Plaintiff claims that Oxford breached its fiduciary duty by “fail[ing] to properly interpret and administer and communicate with the insured concerning the provisions of the plan as required by 29 U.S.C. § 1104.” (Compl. ¶ 40.) As a direct and proximate cause of that breach, plaintiff seeks “reasonable reimbursement for out-of-network surgery [in the amount] of $62, 900.” (Id. at 44.) Section 1104 provides that “a fiduciary shall discharge his duties with respect to a plan solely in the interest of the participants and beneficiaries and . . . (B) with the care, skill, prudence, and diligence under the circumstances then prevailing that a prudent man acting in a like capacity and familiar with such matters would use in the conduct of an enterprise of a like character and with like aims.” The Second Circuit has stated that a plaintiff may enforce this section pursuant to “ERISA § 502(a)(3), which allows plan participants, beneficiaries or fiduciaries to bring a civil action ‘to enjoin any act or practice which violates any provision of this subchapter or terms of the plan, or . . . to obtain other appropriate equitable relief.’ ” Devlin v. Empire Blue Cross and Blue Shield, 274 F.3d 76, 89 (2d Cir. 2001) (citing 29 U.S.C. § 1132(a)(3)); Curran v. Aetna Life Ins. Co., 2013 WL 6049121, at *7 (S.D.N.Y. Nov. 15, 2013). “Section 502(a)(3) acts as a ‘safety net, offering appropriate equitable relief for injuries caused by violations that § 502 does not elsewhere adequately remedy.’ ” Curran, 2013 WL 6049121, at *7 (citing Parity Corp. v. Howe, 516 U.S. 489, 512 (1996). Moreover, “[c]ompensatory damages, even if they resulted from a breach of fiduciary duty, are not recoverable as equitable relief under § 1132(a)(3).” Del Greco v. CVS Corp., 337 F.Supp.2d 475, 489 (S.D.N.Y. 2004). Here, plaintiff has not plead that she is entitled to any equitable relief, but solely monetary “reimbursement” for her medical bills. As a result, her fiduciary duty claim must be dismissed.

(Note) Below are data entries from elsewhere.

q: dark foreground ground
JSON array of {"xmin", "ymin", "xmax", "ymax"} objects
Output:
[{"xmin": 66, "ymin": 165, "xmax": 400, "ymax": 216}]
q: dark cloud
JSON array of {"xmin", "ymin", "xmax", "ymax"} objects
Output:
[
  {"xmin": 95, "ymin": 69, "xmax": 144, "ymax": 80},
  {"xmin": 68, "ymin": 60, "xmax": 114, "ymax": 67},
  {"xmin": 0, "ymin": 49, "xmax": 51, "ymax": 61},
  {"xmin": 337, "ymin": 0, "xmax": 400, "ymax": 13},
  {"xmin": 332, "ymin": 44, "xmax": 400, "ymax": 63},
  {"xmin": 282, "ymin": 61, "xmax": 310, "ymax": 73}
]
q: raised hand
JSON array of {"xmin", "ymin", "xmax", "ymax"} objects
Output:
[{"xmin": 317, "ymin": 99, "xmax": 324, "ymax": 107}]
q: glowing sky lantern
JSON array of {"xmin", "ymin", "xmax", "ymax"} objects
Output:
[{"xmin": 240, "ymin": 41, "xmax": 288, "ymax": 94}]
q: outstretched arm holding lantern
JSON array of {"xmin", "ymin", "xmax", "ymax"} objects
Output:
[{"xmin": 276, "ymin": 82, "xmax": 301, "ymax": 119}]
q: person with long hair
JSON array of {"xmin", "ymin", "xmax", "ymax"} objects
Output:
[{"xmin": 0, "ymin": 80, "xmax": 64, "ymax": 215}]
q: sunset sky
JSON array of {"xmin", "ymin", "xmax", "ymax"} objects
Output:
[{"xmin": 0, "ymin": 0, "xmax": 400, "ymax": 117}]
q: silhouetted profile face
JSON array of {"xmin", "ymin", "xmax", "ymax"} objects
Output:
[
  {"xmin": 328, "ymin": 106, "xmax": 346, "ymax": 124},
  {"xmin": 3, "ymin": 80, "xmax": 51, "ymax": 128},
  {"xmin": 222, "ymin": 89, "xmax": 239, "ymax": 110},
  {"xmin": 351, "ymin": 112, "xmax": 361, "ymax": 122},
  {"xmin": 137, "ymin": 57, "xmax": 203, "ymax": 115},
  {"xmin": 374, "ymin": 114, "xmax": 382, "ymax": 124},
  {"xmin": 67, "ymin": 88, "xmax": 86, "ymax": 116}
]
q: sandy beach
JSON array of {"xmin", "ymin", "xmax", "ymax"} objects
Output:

For the foregoing reasons, defendant’s motion to dismiss is granted in its entirety. The Court notes that on August 1, 2014, the Court directed plaintiff to notify it on or before August 5, 2014 whether it intended to make a motion to amend the Complaint. Plaintiff failed to abide by that Order. Moreover, plaintiff has not requested leave to amend in its papers submitted on this motion. As a result, plaintiff’s claims are dismissed with prejudice. Furthermore, plaintiff’s request for attorney’s fees is denied.